UPDATE: The data in this diary came from a Guardian article that has since been retracted. Please see this diary for the full story.
At this rate, Greece will be entirely depopulated in ten years. Will the last person left in Greece turn out the lights?
Some interesting new emigration numbers are in this Guardian report, which details how the pillage of countries on the European periphery has triggered new outward migration patterns and some pretty astonishing numbers.
It concludes:
Given the state of its economy, it is no surprise that Greece is in the same boat. In 2010, 1.21 million people emigrated, according to the World Bank, equalling 10.8% of the population. The top destinations were Germany, Australia, Canada, Albania, Turkey, UK, Cyprus, Israel and Belgium. Skilled Greeks are particularly likely to leave – in 2010, 4,886 physicians emigrated, meaning that Greece lost 9.4% of its doctors in just one year.
Greece appears to be, by far the worst case.

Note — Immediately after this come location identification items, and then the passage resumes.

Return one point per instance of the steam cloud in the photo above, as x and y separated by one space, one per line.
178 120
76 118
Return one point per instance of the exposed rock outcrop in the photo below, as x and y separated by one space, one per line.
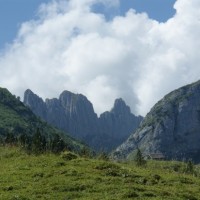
172 127
74 114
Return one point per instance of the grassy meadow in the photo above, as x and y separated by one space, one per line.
67 176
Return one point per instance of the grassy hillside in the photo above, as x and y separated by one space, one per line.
17 119
49 176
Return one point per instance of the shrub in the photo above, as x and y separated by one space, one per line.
68 155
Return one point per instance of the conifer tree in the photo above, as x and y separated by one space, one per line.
139 158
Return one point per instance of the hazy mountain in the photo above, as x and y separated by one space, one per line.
172 127
74 113
16 119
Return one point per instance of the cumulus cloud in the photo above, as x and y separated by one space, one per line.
70 47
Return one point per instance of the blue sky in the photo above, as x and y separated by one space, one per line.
67 46
14 12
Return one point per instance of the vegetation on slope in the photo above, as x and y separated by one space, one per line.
69 176
17 120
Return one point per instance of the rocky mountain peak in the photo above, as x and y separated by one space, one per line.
35 103
120 107
74 114
172 127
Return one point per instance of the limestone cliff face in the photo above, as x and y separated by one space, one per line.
172 127
119 123
74 114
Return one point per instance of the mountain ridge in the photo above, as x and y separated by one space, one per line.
74 113
172 127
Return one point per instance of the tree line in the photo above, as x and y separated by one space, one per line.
36 143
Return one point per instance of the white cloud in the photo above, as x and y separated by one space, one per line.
72 48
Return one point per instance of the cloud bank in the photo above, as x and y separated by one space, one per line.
69 47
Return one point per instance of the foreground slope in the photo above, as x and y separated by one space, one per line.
74 113
171 128
49 176
16 119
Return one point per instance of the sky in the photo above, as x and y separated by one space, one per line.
138 50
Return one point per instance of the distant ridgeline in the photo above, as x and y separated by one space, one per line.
19 125
170 129
74 114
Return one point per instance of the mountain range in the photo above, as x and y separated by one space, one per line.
74 114
17 119
171 128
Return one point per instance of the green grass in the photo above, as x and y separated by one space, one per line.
67 176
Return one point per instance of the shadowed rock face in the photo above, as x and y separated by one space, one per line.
172 127
74 114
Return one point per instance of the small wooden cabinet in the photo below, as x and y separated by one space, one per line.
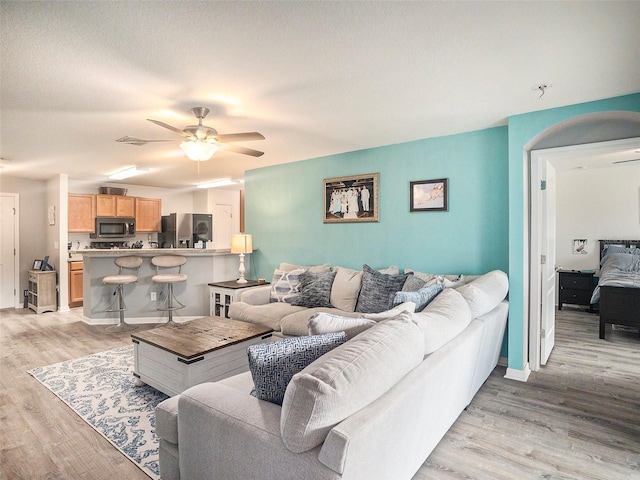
148 214
41 295
75 283
576 288
115 206
81 213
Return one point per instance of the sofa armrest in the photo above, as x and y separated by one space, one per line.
256 296
226 433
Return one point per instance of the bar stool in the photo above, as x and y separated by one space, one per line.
132 264
169 261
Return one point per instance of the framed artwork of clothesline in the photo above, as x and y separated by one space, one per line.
352 199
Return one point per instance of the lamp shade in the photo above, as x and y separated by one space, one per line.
241 243
199 151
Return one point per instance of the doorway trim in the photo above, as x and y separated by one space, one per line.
16 247
554 156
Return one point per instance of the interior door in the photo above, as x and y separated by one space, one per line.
222 225
548 268
8 259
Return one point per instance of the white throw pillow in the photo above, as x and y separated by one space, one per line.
408 307
486 292
347 379
443 319
346 288
322 323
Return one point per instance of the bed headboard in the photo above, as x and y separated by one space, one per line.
622 243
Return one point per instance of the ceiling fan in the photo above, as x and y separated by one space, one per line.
201 141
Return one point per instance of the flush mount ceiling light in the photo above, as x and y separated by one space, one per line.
542 88
128 172
221 182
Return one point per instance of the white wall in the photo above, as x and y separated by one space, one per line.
595 204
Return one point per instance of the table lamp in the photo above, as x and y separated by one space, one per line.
241 243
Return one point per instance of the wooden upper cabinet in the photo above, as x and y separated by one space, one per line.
115 206
148 214
82 213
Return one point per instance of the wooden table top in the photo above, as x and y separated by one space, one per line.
198 337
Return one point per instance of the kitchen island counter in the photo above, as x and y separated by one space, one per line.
144 297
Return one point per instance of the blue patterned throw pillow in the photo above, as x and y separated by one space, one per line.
272 365
421 297
378 290
315 290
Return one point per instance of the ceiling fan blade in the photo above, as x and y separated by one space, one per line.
244 150
169 127
139 141
239 137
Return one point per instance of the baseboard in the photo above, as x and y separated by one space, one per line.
519 375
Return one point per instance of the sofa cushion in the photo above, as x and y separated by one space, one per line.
269 314
486 292
421 297
443 319
378 290
325 322
348 379
296 323
315 290
287 267
409 307
285 284
345 288
273 364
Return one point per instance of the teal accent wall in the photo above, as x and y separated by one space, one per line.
483 230
521 130
284 208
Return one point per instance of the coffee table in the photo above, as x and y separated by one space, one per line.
173 358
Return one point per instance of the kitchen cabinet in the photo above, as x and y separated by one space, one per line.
41 295
75 283
81 213
115 206
148 214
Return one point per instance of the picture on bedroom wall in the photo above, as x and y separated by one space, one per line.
429 195
352 199
580 246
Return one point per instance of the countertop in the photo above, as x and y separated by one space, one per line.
112 252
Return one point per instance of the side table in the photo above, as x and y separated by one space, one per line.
576 287
222 294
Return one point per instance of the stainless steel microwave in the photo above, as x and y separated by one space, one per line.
114 227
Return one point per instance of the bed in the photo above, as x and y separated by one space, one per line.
618 289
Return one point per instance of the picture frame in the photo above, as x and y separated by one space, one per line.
429 195
355 198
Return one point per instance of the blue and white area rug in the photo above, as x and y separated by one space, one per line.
100 388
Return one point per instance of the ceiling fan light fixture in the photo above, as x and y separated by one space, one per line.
199 151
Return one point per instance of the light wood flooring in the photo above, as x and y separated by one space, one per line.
577 418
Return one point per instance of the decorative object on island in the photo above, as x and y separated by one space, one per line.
352 199
241 243
429 195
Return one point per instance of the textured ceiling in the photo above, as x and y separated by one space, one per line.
316 78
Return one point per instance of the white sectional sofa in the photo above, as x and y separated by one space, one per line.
374 407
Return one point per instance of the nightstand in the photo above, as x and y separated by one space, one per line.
576 288
222 294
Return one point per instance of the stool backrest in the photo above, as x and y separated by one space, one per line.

No country can sustain more than 10% outward migration over even a small number of successive years. As the article indicates, it's the professional class with the savings and mobility to leave who are emigrating. Greece has plenty of people without the resources or skills required to emigrate. They will stay behind. But it's still a strange and fairly scary number. It demonstrates the massive impact that the extractionary policies of the 1% can have on an entire country.
One thing that I found fascinating about the article is the phenomenon of people moving from more developed countries like Portugal and Ireland to places like Angola and Brazil -- developing countries with lower standards of living but higher economic growth. This seems to indicate that the populations there are starting to believe that austerity is a permanent state of the economy. At what point do you lose enough faith in your own system that you think Angola is a better bet?
At any rate, this is a testament to the huge and ongoing disruption that is taking place in Europe right now. You have to wonder -- how did it come to pass that a handful of banks and big pools of money acquired the power to impose change on such a massive scale on sovereign foreign governments? How long will they be allowed to keep the power?
Greece has to lose 10% of its population per annum so that Deutsche Bank and Societe Generale don't make a sad over their bond investments?
Really?
What is more important here, an entire country's demographics and future -- or a few banks?